三國屋物語 第47話
「強いのか弱いのか良くわからぬ。だが、おまえに良いのだといわれると、そんな気になってくる。武士の意地など犬もひっかけぬ些細(ささい)な事だと。本当に大切なものは別にあるのだと思えてくる。おまえの言葉は父や武術の師の言葉よりも力強い」
ゆったりと身をゆだねる。人の温もりに安らぎをおぼえるのは何年ぶりだろう。
この広い屋敷にいて根無し草のごとく自分の居場所を探してきた。自分はいったい何がしたいのか。何をしなければならないのか。今の境遇に不満があるわけではない。呉服屋の仕事は嫌いではなかった。だが何かがたりない。
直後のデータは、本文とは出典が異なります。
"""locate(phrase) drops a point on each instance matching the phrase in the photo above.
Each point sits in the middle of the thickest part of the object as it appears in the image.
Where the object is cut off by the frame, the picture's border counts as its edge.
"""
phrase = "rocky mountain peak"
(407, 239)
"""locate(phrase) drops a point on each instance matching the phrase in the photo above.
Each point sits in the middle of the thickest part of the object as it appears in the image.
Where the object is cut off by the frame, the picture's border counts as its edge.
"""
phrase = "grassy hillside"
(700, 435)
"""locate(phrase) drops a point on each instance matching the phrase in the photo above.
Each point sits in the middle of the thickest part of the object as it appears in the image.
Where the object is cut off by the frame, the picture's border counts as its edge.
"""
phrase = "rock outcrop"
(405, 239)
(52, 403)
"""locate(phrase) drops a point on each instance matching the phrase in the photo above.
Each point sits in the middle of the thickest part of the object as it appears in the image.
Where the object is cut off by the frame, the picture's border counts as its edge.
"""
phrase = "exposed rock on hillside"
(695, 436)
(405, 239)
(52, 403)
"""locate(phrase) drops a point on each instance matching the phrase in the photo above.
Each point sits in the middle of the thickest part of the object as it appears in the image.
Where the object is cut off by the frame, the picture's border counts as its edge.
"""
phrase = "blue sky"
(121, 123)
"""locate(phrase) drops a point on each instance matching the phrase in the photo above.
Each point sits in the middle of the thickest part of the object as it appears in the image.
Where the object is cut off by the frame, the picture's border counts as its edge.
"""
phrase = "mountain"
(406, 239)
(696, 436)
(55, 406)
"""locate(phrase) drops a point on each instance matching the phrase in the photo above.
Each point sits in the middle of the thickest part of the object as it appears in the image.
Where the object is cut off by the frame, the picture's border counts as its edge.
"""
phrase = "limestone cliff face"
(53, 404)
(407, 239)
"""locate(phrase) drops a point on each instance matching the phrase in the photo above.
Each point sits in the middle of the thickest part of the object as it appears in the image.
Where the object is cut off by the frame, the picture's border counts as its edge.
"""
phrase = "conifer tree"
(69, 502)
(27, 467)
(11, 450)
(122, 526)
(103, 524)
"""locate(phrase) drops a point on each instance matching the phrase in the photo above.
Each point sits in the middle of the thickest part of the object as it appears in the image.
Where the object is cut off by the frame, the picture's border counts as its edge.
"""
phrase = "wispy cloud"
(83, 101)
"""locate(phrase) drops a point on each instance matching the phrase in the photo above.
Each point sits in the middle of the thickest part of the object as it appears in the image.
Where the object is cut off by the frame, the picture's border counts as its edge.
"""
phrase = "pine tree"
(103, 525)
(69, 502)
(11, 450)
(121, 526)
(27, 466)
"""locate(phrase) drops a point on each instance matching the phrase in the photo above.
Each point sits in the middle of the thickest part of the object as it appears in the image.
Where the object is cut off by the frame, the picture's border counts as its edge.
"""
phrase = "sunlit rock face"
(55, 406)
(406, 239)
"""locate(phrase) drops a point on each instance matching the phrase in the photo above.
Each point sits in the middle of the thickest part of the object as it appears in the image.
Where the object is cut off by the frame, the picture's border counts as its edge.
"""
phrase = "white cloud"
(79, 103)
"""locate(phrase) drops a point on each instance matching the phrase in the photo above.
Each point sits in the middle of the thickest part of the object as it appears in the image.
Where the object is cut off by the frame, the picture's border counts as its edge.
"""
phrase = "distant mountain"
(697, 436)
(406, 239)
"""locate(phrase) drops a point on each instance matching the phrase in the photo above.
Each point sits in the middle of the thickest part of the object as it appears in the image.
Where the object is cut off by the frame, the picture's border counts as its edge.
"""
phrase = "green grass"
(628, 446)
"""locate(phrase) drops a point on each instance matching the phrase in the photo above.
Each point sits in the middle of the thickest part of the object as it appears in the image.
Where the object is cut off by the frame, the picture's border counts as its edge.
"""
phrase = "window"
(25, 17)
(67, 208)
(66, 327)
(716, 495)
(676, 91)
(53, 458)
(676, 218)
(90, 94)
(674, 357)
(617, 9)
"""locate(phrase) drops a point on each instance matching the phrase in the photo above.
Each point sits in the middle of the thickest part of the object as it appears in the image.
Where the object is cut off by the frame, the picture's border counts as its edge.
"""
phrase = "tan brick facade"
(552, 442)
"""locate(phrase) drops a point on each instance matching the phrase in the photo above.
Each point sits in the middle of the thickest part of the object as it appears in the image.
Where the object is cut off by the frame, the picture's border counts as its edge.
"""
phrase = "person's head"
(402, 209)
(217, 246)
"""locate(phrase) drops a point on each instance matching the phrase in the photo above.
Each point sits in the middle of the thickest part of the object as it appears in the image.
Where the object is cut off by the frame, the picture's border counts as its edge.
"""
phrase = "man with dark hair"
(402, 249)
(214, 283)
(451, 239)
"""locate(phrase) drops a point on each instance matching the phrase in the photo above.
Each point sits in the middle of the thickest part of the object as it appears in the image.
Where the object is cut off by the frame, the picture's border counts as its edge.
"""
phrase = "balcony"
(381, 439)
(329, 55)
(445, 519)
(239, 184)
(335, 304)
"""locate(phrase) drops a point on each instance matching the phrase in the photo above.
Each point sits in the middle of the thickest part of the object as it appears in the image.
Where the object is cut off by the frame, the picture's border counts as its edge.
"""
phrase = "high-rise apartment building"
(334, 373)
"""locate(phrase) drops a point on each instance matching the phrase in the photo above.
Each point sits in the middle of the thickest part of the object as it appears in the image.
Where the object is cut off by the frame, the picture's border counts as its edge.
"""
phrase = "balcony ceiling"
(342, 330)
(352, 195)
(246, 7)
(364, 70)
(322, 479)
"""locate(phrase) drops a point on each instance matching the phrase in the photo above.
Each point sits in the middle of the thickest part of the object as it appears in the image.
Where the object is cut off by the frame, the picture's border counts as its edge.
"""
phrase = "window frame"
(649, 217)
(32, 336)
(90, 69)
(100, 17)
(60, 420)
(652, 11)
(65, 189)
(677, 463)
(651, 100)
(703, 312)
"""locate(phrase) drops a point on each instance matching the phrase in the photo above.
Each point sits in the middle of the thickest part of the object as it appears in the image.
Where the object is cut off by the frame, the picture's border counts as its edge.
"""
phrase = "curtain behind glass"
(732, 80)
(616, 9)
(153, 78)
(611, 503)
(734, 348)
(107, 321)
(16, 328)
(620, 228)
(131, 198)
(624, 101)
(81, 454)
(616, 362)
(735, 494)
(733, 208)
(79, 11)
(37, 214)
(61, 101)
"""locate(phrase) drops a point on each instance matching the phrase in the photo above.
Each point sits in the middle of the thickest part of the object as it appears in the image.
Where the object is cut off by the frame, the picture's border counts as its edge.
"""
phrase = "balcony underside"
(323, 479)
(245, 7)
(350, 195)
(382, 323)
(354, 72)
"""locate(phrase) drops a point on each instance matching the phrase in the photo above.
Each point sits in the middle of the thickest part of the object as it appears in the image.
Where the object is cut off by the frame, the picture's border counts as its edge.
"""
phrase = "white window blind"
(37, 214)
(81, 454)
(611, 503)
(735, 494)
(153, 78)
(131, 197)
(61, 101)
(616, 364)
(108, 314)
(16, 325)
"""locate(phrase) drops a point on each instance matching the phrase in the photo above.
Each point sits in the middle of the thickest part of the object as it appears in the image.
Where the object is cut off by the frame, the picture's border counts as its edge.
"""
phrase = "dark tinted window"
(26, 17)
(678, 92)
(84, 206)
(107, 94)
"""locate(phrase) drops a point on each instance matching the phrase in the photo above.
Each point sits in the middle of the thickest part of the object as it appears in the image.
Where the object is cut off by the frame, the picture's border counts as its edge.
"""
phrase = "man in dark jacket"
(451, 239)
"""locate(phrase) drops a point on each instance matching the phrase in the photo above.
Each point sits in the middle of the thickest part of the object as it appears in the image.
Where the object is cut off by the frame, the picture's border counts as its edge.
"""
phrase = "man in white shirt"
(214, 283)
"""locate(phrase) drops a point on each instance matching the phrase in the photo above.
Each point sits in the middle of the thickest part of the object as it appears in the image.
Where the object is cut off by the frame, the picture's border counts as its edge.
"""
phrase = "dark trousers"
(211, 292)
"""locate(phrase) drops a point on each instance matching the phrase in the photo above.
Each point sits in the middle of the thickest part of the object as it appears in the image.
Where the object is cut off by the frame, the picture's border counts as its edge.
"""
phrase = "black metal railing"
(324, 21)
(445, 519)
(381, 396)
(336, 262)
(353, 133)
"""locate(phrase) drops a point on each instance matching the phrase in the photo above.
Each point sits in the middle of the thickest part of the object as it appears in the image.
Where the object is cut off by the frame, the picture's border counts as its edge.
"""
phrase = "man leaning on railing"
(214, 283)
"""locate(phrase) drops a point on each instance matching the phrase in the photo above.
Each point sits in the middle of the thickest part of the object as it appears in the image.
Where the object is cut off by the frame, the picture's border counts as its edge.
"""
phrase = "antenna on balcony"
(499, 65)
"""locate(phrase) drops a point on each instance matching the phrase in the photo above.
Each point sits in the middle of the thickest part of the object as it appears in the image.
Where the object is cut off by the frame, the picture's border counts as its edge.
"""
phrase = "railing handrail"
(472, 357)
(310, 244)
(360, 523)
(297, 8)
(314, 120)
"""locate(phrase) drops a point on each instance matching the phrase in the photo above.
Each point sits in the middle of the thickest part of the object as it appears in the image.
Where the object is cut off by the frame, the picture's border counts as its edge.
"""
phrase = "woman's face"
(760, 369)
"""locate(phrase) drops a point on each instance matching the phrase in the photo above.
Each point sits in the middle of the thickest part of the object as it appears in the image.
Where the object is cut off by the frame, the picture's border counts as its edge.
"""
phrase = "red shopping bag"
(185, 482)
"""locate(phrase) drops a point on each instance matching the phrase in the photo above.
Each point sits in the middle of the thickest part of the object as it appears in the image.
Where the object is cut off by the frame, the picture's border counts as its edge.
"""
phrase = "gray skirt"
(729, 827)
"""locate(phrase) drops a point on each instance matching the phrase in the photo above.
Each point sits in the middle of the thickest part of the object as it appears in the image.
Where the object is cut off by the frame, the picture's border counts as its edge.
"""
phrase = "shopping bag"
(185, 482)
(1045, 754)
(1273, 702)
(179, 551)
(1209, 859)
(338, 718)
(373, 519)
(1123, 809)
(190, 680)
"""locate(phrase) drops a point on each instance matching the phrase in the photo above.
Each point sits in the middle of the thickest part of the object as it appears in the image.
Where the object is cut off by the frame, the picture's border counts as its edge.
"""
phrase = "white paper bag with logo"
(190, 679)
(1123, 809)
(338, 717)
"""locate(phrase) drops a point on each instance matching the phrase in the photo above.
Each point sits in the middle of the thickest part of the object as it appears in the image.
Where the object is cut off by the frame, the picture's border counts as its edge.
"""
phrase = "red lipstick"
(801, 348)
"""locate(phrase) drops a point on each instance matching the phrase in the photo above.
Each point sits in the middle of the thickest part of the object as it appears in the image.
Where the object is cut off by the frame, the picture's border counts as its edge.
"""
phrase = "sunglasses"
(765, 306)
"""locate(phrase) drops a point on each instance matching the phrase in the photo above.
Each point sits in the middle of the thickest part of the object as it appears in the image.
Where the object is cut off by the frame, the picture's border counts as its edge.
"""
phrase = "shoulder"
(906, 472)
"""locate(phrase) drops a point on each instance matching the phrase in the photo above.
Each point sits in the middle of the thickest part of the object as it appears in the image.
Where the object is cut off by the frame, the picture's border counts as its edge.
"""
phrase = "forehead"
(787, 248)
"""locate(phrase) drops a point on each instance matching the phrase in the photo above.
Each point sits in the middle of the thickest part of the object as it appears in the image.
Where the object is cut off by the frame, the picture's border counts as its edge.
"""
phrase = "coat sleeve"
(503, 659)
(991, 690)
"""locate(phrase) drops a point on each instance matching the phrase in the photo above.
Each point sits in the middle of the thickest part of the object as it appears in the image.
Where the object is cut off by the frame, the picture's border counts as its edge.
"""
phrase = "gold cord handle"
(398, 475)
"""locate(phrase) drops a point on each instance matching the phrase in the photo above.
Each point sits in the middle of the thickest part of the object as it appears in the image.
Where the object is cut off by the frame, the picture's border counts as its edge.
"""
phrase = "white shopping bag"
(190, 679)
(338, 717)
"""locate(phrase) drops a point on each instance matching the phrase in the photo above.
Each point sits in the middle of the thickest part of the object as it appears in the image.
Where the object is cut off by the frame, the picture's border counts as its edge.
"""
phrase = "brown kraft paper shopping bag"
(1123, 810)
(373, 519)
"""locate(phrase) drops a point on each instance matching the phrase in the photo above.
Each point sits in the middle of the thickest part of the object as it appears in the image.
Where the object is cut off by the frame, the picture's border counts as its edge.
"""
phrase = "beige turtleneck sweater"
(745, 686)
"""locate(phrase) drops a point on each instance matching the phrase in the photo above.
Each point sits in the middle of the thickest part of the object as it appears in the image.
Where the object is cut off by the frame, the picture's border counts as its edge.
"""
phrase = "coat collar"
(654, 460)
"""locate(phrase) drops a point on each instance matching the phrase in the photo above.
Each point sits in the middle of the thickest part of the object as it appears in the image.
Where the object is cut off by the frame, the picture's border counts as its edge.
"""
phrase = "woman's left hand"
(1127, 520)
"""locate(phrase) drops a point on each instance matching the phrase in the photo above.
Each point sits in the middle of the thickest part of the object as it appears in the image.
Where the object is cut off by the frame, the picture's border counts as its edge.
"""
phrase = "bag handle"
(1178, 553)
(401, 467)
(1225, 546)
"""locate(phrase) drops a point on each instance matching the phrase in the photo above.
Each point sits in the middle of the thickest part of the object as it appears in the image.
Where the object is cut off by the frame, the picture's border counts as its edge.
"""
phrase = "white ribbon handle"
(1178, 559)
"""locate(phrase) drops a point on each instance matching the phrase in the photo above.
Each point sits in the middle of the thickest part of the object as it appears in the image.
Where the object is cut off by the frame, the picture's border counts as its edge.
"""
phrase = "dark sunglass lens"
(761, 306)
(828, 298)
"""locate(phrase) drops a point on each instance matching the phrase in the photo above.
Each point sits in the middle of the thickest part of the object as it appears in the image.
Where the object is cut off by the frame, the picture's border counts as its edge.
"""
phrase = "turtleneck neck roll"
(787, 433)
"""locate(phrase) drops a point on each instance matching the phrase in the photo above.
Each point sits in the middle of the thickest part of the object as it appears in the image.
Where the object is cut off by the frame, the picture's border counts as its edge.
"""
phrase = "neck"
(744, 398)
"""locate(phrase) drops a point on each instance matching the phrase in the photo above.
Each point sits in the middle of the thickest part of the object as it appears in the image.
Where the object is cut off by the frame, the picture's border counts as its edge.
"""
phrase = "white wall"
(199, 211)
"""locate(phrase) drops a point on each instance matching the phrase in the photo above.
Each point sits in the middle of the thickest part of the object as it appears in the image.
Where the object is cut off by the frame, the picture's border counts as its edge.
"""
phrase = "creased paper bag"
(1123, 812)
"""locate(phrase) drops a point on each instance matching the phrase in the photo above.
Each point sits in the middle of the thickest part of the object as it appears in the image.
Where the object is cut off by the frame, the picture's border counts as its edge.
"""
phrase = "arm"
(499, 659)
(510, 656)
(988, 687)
仕事に明け暮れる毎日は迸(ほとばし)るような悦楽(えつらく)とは無縁だ。瞬は三國屋の跡取りであるまえに、若さを持てあます二十歳の男だった。
生きているという証(あかし)がほしい……。
手に汗握る興奮に身を投じたい。胸躍る感動に浸りたい。身を焦がすような恋がしたい。
与えられるだけの人生に従順であるには瞬はまだ若すぎた。これまでも、これからも、周囲は瞬を三國屋としてしか見てくれないだろう。だが、この篠塚はちがう。瞬をひとりの人間として見てくれる。篠塚ならば無味乾燥な日常から瞬を解き放ってくれる。しっかりとした心の居場所を与えてくれる。そんな気がした。
篠塚が静かにいった。
「どうして土方は松吉を斬らなかったのだろうな」
「松吉を……?」
「相手は新選組だ。あの場で斬り伏せられたとしても不思議はない。刃向かったにしては傷が軽すぎるとおもわないか」
「いわれてみれば、確かに……」
「最初から死人をだす気はなかった。そう考えると腑に落ちる。隊命とはいえ痴情(ちじょう)の果ての乱行。その尻ぬぐいにかりだされ土方としても不本意であったのかも知れぬ」
「尻ぬぐい……。もしや、いたのでございますか。人相書(にんそうがき)の男が」
「おそらく、局長の新見錦(にいみ にしき)」
やはり……。
篠塚の胸が離れていき肌寒さをおぼえた。くしゃみをひとつして羽織を肩にかける。瞬は袖をとおしながらいった。
「それにしても驚きました」
「なにが」
「昨夜の、お役人のご登場。まさに神業(かみわざ)のごとき迅速(じんそく)さでございました」
「俺が呼んだ」
「は?」
「ここに向かう途中、流しの籠(かご)かきに金をにぎらせ奉行所(ぶぎょうしょ)に走らせた」
「どうりで、はやかったはずでございます」
「ああ。……無事でよかった」
篠塚がじみじみといった。
優しい眼……。
一見、強面(こわもて)にみえる篠塚だが、双眸は心を包みこむような温色をたたえている。出会った日もそうだった。この男がいれば大丈夫だ。そう思わせる何かが篠塚にはあった。
「いつまで京にご滞在なのですか」
「決めておらぬ」
「……さようでございますか」
「用心棒の後釜(あとがま)の心配か」
「用心棒はもう雇いません」
「なぜだ」
「嫌なのでございます」
「嫌?」
胸がしめつけられる。この切なさはなんだ。
瞬は篠塚の腕にしがみつくと、
「篠塚さんしか嫌なのでございます」
と、駄々をこねるように声をあげた。
「おかしなやつだ」
嫌だ……。
篠塚がいない日常など、ありえない。
瞬は生まれてはじめて他者への強い執着をおぼえた。